CODEWITHSUNDEEP
pythondjangodjango-templates
Ben P
Ben P

Reputation: 3369

Displaying content from 2 models on a single Django template

I am working with my first Django project and I have printed my first template tag using a view onto my page template. I'd like to display some other database values on my page, but repeating the same process seems wrong.

Here are my two models:

class Drink(models.Model):
    drink_name = models.CharField(max_length=100)
    strength = models.IntegerField(default=0)
    def __str__(self):
        return self.drink_name


class status(models.Model):
    user = models.OneToOneField(User, on_delete=models.CASCADE)
    health = models.IntegerField(default=100)
    strength = models.IntegerField(default=50)
    charisma = models.IntegerField(default=50)

And my view:

from django.shortcuts import render

from .models import Drink
from .models import status

# Create your views here.
def index(request):
    served_drinks = Drink.objects.order_by('strength')
    context = {'served_drinks': served_drinks}
    return render(request, 'tavern/index.html', context)

And my template:

  Hello {{ user.get_username }}, welcome to the tavern.

  <br><br>

  <div class="card-panel teal lighten-3">Grab a drink from the bar</div>
  {% if served_drinks %}
      <ul>
      {% for drink in served_drinks %}
          <li>{{ drink.drink_name }} with a strength of {{ drink.strength }}</li>
      {% endfor %}
      </ul>
  {% else %}
      <p>No drinks are available.</p>
  {% endif %}

Which returns:

Hello admin, welcome to the tavern. 

Grab a drink from the bar
Water with a strength of 0
Wine with a strength of 3
Ale with a strength of 5
Black Ale with a strength of 9

As you can see I've printed out my served_drinks object in the template, but I also want to print out data from the status model on this page too.

I've tried simply adding {{ status.health }} to the template but this does not work. Should I be adding extra information to the index view?
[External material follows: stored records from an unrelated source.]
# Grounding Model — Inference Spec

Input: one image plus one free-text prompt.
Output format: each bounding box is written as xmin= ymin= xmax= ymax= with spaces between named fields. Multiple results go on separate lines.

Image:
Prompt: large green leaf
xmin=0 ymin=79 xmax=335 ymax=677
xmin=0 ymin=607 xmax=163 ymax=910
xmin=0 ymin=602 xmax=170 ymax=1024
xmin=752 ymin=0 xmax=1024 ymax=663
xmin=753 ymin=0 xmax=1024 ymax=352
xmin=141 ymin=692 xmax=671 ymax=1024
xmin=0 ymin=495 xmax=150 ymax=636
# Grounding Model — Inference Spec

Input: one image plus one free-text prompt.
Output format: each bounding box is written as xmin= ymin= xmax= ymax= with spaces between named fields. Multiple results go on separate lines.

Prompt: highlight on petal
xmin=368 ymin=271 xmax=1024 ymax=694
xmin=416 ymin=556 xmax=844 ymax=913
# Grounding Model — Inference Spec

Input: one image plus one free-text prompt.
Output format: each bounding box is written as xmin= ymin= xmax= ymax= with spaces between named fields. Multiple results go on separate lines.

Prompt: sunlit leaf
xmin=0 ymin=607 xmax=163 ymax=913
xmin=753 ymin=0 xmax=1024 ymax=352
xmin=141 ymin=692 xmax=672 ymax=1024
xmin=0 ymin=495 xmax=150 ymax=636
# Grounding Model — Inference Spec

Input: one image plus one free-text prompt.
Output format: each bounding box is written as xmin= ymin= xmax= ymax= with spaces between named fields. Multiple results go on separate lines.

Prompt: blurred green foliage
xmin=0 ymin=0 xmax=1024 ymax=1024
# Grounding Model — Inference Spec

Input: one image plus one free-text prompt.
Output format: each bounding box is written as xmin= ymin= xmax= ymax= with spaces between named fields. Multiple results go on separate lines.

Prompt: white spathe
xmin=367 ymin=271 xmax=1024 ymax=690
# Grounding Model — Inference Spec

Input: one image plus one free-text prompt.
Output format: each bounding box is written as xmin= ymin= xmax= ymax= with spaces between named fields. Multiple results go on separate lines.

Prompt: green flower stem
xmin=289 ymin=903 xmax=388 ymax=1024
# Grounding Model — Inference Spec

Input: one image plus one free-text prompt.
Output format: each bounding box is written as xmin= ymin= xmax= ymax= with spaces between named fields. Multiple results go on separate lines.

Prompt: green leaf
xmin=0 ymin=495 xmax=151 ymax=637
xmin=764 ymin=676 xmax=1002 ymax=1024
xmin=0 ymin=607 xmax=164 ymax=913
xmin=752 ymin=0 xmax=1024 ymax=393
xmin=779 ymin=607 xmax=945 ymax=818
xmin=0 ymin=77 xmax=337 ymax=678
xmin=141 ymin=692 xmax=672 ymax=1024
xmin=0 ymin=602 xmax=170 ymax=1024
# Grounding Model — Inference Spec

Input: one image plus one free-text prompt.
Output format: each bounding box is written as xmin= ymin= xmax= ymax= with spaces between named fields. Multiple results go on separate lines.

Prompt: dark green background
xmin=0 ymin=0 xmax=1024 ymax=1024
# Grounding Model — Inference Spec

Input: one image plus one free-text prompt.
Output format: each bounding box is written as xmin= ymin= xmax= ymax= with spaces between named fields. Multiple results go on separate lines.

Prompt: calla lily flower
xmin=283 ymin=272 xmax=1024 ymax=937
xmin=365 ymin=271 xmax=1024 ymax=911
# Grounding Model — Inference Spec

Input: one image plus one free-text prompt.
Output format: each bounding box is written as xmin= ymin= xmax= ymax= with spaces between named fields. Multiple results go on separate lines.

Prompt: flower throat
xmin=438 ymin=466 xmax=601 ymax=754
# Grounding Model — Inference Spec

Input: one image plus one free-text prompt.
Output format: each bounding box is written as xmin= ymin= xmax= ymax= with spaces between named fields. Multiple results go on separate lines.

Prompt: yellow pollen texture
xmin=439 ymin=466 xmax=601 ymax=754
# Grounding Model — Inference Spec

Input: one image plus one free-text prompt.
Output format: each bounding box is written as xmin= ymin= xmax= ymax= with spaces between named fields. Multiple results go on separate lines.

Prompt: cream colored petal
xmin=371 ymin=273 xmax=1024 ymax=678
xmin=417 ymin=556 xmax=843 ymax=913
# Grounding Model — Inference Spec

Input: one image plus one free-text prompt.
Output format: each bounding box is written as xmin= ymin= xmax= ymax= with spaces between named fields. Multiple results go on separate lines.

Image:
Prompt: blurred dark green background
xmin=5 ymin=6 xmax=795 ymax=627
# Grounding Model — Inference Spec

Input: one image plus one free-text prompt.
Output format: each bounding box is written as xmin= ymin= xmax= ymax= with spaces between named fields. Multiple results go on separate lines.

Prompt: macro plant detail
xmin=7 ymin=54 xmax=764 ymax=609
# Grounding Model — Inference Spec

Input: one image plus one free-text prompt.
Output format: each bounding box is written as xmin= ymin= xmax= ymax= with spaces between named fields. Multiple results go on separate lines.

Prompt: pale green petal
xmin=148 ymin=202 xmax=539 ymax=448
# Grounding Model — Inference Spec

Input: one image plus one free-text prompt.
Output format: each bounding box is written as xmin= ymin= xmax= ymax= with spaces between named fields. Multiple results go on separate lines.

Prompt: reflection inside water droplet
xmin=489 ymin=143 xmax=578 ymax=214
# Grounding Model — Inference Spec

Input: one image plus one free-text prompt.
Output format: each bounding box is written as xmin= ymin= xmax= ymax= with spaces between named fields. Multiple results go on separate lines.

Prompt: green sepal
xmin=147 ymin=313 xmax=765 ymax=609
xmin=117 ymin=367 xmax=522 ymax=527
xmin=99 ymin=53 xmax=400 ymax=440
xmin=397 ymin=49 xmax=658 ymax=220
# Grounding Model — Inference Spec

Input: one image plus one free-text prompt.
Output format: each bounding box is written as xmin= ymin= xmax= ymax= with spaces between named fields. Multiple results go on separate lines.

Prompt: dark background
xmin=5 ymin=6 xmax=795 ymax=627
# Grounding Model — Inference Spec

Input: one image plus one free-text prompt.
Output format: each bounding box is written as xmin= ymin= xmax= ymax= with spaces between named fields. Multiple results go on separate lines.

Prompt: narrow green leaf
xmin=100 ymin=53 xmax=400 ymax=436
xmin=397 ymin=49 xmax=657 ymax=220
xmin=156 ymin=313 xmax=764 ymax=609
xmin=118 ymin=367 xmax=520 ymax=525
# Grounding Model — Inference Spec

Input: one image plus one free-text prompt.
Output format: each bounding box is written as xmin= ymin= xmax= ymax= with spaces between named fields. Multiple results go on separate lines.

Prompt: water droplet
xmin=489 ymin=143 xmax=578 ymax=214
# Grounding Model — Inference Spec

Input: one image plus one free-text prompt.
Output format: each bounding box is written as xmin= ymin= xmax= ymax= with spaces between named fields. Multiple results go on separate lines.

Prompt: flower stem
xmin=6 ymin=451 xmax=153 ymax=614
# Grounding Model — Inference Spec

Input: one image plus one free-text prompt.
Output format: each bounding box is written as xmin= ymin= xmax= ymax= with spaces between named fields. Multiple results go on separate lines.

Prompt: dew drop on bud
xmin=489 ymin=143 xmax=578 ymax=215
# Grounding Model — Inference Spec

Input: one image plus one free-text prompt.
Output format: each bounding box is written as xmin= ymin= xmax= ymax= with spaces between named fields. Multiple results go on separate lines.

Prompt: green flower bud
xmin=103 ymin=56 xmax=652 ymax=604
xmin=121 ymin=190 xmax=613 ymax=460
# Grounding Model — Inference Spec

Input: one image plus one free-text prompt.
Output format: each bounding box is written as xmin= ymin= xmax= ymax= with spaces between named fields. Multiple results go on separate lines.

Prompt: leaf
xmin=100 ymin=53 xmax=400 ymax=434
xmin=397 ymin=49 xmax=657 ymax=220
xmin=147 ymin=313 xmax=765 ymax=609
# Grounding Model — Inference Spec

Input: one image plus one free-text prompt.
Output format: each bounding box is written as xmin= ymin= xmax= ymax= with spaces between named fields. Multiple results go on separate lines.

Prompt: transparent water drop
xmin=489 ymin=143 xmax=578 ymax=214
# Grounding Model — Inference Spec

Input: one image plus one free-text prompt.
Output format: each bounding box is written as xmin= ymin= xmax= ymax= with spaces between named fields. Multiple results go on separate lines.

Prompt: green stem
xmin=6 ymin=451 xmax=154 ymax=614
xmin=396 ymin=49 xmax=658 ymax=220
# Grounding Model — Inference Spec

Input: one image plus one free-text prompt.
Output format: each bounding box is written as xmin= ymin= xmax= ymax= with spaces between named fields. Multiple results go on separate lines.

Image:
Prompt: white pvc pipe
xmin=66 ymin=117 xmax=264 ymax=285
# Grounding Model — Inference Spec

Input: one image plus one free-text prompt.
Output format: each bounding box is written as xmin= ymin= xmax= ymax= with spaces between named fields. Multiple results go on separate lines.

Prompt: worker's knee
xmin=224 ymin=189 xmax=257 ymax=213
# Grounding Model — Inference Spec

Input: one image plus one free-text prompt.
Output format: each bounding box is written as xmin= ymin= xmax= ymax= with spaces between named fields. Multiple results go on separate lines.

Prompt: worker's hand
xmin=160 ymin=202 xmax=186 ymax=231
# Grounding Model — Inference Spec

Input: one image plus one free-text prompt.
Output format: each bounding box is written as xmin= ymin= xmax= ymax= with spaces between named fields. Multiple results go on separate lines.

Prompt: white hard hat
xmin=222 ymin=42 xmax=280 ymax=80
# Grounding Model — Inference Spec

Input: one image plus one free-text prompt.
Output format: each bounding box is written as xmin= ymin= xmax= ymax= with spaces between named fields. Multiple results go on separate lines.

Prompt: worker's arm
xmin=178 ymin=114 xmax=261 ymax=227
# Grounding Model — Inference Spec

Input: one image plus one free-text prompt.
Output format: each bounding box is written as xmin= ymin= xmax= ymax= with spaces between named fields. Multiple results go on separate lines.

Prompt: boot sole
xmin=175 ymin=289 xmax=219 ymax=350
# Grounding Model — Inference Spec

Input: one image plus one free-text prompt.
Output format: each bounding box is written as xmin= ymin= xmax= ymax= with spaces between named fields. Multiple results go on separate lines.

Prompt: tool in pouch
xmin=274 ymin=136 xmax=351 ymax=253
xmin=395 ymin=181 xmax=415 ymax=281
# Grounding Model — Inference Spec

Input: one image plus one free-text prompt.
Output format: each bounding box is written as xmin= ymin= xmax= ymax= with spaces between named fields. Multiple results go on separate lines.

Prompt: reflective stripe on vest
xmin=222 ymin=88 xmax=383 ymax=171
If so, what if I want to show this information on many pages?

Upvotes: 2

Views: 90

Answers (2)

Alasdair
Alasdair

Reputation: 308799

Since you're using the render shortcut, you can add whatever you want to the context dict:

from django.contrib.auth.decorators import login_required

@login_required
def index(request):
    served_drinks = Drink.objects.order_by('strength')
    context = {
        'served_drinks': served_drinks,
        'status': Status.objects.get(user=request.user),
    }
    return render(request, 'tavern/index.html', context)

Then you can use {{ status.health }} in the template. Note the login_required decorator is used so that only logged-in users can access the view, otherwise the Status.objects.get() would fail for anonymous users. I would also rename your model from status to Status, so that you do not confuse the Status model with status instances.

However, you don't actually need to add status to the context in this case. You can follow the one-to-one field backwards from user to status:

{{ user.status.health }}

Upvotes: 4

Olzhas Arystanov
Olzhas Arystanov

Reputation: 986

You should pass your status instance to the context of the view as well. For example, let's get a first instance of status model in database:

def index(request):
    served_drinks = Drink.objects.order_by('strength')
    status = status.objects.all().first()
    context = {'served_drinks': served_drinks, 'status': status}
    return render(request, 'tavern/index.html', context)

Now, you can use {{ status.health }} in your template.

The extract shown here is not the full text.